The overwhelming majority of potential parents who have endured fertility challenges want to know why. If you and your partner have undergone fertility testing that didn’t provide conclusive answers, a diagnostic process called preimplantation genetic testing might help you better understand the reasons behind your difficulties.
Moreover, understanding the results could dramatically reduce your risk of passing down severe medical disorders to your offspring. Parents whose fertility treatment solutions include in vitro fertilization (IVF) should learn how genetic testing could help lower the odds of a failed pregnancy.

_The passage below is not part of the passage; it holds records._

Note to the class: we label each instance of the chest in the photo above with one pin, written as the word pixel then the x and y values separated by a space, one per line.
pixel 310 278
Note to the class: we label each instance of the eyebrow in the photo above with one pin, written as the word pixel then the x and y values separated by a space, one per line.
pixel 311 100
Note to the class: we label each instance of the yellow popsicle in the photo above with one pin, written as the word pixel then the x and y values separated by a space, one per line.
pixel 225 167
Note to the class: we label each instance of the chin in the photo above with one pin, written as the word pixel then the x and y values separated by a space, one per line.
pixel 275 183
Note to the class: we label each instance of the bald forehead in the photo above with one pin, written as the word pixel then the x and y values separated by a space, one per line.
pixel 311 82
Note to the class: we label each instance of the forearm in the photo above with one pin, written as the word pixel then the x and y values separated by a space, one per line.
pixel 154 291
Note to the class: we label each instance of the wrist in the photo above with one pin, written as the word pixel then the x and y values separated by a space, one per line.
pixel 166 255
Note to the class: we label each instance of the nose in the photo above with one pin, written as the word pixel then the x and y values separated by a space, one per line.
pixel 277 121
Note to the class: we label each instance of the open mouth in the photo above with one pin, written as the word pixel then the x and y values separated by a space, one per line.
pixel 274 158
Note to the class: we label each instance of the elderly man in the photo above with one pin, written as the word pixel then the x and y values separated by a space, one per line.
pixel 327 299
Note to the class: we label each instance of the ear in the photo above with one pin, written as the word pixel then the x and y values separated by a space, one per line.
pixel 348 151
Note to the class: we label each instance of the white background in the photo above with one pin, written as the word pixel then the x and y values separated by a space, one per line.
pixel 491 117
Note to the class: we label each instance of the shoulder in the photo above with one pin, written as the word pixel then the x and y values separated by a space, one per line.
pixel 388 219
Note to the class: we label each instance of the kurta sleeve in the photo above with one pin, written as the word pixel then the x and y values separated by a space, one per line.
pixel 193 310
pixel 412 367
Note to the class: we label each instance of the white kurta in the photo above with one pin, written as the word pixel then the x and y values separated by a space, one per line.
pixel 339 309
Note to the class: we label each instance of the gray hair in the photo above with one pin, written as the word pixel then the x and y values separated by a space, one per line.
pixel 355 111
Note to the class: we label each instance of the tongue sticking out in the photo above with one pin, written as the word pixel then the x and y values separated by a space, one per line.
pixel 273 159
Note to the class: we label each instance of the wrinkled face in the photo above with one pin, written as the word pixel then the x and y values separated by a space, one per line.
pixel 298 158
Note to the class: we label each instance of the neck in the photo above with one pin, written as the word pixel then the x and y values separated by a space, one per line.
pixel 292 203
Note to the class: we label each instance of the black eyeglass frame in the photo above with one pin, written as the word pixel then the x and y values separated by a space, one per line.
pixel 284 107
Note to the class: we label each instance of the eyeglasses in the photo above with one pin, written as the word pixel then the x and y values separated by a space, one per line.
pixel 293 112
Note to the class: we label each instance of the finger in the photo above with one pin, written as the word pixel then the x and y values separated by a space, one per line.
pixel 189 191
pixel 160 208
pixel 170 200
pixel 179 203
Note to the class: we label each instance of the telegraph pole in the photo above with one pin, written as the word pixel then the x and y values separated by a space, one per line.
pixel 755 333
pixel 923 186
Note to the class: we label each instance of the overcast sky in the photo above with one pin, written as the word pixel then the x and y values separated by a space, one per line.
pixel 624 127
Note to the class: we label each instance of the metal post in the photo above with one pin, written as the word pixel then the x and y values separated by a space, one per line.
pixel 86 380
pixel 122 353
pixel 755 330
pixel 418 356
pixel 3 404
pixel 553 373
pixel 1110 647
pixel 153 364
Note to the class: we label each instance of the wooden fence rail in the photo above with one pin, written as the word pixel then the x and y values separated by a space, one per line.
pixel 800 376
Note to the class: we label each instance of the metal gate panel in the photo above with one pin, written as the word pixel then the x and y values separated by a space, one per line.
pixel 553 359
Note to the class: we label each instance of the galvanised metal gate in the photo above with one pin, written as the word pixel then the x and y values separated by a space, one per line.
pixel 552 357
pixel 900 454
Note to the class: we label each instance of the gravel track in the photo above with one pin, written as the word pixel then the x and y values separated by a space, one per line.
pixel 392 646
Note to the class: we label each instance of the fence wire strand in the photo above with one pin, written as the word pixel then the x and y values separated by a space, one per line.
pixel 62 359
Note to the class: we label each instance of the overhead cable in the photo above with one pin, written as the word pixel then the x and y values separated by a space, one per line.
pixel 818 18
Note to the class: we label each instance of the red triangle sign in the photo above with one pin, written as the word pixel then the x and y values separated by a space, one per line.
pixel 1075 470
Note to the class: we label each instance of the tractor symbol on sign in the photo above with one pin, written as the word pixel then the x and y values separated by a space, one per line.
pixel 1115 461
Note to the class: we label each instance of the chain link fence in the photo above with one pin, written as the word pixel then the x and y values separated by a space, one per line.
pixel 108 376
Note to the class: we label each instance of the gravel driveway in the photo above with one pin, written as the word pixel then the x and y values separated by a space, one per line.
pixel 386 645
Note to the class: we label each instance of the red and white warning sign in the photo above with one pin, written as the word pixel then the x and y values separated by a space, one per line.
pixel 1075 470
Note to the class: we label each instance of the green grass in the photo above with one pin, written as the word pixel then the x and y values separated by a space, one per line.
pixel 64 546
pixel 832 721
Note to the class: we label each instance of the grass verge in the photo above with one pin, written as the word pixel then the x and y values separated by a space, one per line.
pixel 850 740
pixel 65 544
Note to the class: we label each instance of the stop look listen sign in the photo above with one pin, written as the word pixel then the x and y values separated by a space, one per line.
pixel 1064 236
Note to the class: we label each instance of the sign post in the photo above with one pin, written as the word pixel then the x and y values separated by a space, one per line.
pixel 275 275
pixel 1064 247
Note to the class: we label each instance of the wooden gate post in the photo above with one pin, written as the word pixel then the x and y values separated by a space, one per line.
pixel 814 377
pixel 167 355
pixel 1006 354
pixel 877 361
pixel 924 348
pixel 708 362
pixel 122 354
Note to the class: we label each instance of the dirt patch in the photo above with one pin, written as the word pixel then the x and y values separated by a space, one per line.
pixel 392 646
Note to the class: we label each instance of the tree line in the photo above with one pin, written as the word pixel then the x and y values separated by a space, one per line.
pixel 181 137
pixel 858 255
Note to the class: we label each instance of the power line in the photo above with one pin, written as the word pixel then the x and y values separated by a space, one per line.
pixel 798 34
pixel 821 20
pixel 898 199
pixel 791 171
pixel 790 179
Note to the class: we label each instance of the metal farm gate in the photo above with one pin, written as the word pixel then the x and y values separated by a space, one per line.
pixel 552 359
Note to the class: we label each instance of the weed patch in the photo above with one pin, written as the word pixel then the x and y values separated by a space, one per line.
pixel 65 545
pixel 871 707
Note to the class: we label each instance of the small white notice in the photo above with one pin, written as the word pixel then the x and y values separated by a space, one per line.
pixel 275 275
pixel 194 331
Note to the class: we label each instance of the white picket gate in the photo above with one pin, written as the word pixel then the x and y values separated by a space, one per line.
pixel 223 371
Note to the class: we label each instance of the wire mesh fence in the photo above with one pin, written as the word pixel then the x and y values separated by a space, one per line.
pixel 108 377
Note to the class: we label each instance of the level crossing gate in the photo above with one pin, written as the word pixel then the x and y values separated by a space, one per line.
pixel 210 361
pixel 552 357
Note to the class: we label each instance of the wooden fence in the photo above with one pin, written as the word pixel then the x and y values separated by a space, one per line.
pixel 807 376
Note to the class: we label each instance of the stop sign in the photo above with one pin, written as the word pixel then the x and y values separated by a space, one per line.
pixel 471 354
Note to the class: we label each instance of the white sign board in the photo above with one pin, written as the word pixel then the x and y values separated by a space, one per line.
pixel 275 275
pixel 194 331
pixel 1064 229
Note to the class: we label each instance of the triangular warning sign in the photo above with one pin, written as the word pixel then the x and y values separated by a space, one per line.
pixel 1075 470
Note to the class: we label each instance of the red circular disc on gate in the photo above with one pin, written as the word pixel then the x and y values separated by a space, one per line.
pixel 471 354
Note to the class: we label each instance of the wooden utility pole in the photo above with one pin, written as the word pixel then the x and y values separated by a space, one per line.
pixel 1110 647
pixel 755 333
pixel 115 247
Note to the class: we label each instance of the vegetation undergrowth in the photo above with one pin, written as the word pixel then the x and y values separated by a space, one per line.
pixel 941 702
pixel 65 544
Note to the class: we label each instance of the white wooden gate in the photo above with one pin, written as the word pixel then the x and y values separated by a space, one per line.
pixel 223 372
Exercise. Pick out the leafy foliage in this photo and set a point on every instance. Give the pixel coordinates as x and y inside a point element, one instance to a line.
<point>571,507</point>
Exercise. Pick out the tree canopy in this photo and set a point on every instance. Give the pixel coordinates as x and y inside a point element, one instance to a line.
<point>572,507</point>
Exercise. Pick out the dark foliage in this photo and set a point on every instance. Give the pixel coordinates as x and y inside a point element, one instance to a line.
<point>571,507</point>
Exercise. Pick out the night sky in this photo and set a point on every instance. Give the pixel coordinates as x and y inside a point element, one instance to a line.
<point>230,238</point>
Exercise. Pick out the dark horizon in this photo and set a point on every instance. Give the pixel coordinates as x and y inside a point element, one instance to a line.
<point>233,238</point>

Genetic testing can help patients learn more about the health of their embryo(s) and their chances for a successful pregnancy. Preimplantation genetic testing involves identifying genetic defects within embryos created by IVF. Potential parents with a family history of certain disorders can benefit from screening for inherited conditions. This is known as preimplantation genetic diagnosis (PGD).
Preimplantation Genetic Diagnosis (PGD)
PGD is a specialized procedure that screens for a broad spectrum of abnormalities that could inhibit fetal gestation. The process also screens for inherited conditions that could lead to serious and potentially tragic medical issues.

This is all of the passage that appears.